DIY, productized, or managed: three on-prem AI models and who maintains them
"On-prem AI" isn't one deployment model but at least three, with different cost, risk, and team-load profiles. We break them down so CISOs and CIOs know which conversation they're really having before the RFP.

Three on-prem AI deployment models: cost, risk profile, when each fits
Reading time: ~11 minutes
When the board asks the CISO about "on-prem AI," it usually has one thing in mind: the data doesn't leave the organisation. That's a good regulatory instinct but a poor basis for an architectural decision, because "on-prem" doesn't describe one solution. It describes at least three different deployment models that differ by an order of magnitude in cost, risk, and how much of your own team you have to put into it.
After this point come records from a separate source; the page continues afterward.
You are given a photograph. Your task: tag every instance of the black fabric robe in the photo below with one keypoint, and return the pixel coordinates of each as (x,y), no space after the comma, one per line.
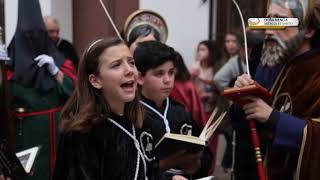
(180,122)
(105,152)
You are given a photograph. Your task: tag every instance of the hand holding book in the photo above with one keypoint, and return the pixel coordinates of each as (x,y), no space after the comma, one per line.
(252,97)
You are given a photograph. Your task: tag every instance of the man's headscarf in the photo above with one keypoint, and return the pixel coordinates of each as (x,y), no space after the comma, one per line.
(30,40)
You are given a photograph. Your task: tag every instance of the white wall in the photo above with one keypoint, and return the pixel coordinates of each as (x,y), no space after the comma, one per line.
(61,9)
(187,20)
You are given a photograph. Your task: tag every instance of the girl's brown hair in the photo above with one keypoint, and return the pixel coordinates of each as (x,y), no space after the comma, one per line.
(87,106)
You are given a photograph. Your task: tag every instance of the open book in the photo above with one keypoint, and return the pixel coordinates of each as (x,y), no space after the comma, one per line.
(170,142)
(19,164)
(237,94)
(27,158)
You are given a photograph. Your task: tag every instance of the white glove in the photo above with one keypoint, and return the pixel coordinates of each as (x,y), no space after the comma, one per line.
(45,59)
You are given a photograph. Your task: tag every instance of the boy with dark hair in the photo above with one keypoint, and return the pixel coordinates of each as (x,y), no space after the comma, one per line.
(156,65)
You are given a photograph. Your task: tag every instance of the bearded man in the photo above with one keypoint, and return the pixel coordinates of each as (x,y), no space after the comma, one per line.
(289,67)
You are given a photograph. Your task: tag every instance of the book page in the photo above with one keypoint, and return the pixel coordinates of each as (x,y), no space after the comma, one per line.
(27,157)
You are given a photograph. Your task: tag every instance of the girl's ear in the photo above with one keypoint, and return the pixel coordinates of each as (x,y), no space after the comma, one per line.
(140,79)
(95,81)
(309,33)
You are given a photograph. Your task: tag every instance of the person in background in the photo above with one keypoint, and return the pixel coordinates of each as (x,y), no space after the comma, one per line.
(156,65)
(140,34)
(231,46)
(65,47)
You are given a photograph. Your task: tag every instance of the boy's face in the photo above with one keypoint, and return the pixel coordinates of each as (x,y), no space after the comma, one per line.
(157,83)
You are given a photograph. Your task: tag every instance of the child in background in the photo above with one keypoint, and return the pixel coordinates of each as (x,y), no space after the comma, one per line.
(156,65)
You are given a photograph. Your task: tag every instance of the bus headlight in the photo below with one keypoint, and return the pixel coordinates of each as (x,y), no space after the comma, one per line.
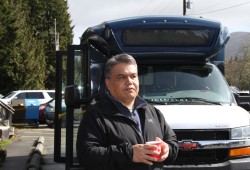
(240,133)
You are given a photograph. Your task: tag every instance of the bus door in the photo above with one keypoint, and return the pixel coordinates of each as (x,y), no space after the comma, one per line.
(70,70)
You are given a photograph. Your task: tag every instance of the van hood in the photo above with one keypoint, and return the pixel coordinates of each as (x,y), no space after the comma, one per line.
(204,116)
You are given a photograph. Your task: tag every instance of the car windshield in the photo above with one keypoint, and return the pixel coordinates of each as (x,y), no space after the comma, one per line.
(9,95)
(180,84)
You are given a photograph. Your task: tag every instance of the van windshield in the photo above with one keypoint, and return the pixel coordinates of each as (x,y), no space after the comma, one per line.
(9,95)
(183,84)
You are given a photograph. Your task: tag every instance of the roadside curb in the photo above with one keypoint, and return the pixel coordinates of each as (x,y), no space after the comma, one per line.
(36,154)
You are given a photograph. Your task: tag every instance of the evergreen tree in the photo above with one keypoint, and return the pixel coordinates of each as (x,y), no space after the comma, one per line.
(43,15)
(21,55)
(27,48)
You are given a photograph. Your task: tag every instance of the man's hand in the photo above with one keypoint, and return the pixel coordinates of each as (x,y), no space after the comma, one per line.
(164,150)
(141,153)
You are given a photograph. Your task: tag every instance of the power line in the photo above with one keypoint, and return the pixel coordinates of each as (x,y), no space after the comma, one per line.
(222,9)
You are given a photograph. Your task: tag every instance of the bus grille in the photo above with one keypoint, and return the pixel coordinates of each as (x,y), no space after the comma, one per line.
(206,156)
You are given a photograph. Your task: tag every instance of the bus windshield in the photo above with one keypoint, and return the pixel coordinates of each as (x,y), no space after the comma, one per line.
(183,84)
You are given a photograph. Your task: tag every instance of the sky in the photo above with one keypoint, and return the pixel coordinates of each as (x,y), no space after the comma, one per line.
(84,13)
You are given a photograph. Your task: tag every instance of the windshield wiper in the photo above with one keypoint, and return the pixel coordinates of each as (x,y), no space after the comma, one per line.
(151,101)
(193,99)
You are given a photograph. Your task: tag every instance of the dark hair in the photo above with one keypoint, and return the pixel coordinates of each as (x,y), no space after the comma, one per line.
(119,58)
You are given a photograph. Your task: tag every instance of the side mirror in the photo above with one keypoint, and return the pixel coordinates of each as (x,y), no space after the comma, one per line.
(245,105)
(242,101)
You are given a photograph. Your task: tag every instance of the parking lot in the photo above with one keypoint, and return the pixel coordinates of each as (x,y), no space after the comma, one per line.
(18,152)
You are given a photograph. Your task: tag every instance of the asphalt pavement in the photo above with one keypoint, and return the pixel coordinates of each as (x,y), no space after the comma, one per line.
(33,148)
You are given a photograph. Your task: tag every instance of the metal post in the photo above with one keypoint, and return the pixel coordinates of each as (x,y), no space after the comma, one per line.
(184,7)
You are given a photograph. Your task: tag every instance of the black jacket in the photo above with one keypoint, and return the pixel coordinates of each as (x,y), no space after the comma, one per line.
(105,137)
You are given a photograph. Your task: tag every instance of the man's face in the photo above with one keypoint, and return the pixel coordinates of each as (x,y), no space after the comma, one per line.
(123,83)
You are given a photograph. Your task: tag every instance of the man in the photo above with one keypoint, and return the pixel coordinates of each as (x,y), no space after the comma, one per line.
(113,132)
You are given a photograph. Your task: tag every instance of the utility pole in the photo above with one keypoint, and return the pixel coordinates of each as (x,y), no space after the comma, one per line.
(184,7)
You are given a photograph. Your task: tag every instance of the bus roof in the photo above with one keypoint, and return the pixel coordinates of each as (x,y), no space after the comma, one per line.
(177,37)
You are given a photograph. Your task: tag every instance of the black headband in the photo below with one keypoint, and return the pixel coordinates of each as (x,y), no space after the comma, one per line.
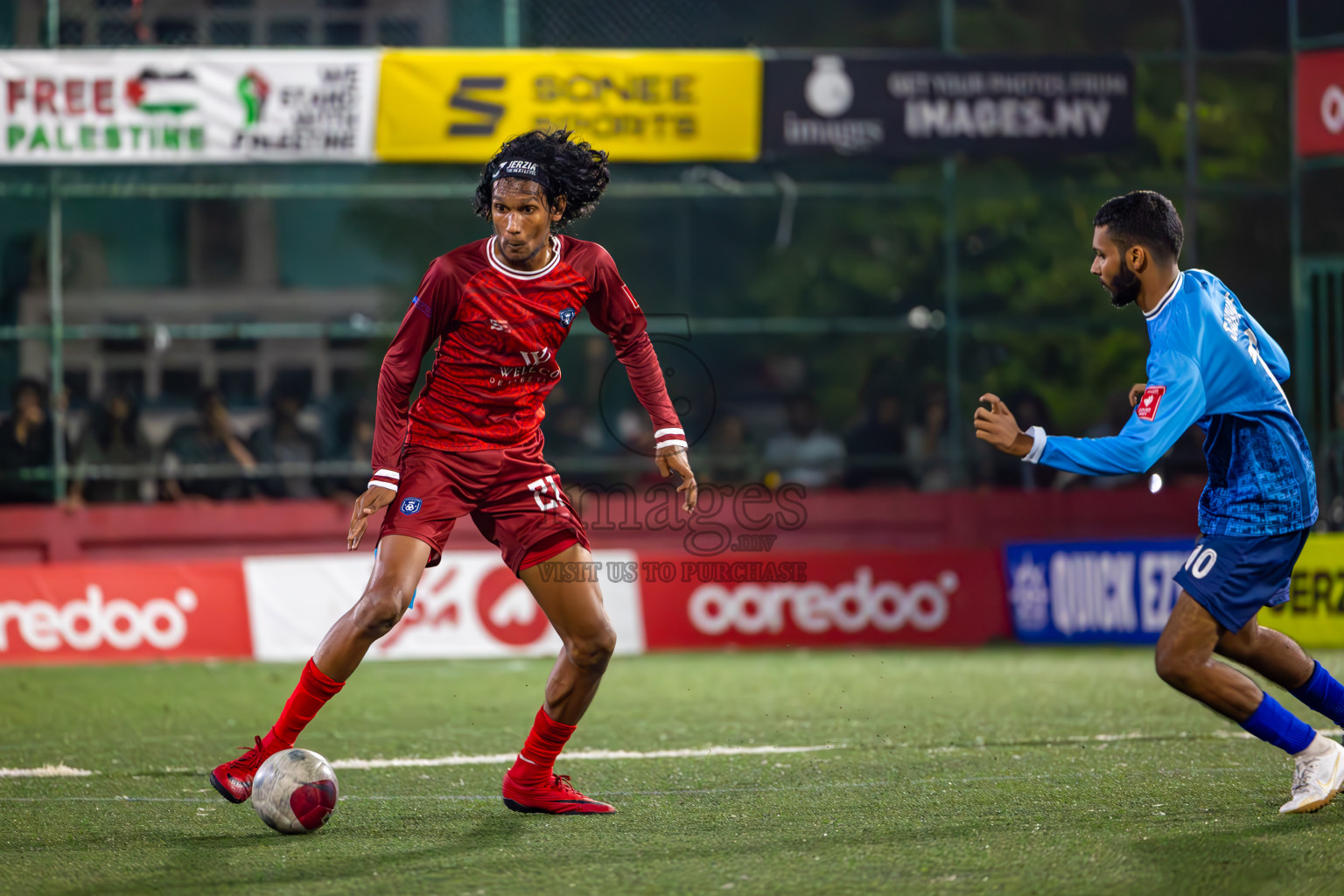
(523,170)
Most failed on-prem AI projects I've seen or heard about didn't fail on technology. They failed because someone committed to one model and budgeted and staffed for another. This post breaks the three models down so you know which conversation you're actually having before you send out an RFP.
Table of contents
- What "on-prem" actually means
- Model 1: DIY on open source
- Model 2: Productized appliance
- Model 3: Managed on-prem
- Comparison: cost, risk, team load
- How to choose: four questions
- Disclosure and biases
- What I don't cover here
What "on-prem" actually means
Let's set the boundaries of the term, because it's the source of half the misunderstandings in meetings.
On-prem in the strict sense means the inference workload (model, data, RAG pipeline) runs on infrastructure the organisation controls physically or contractually, and the data does not go to an external model provider's API (OpenAI, Anthropic, Google). That's the definition that matters for NIS2 and GDPR, because it concerns the place of processing and the flow of data, not the brand on the server chassis.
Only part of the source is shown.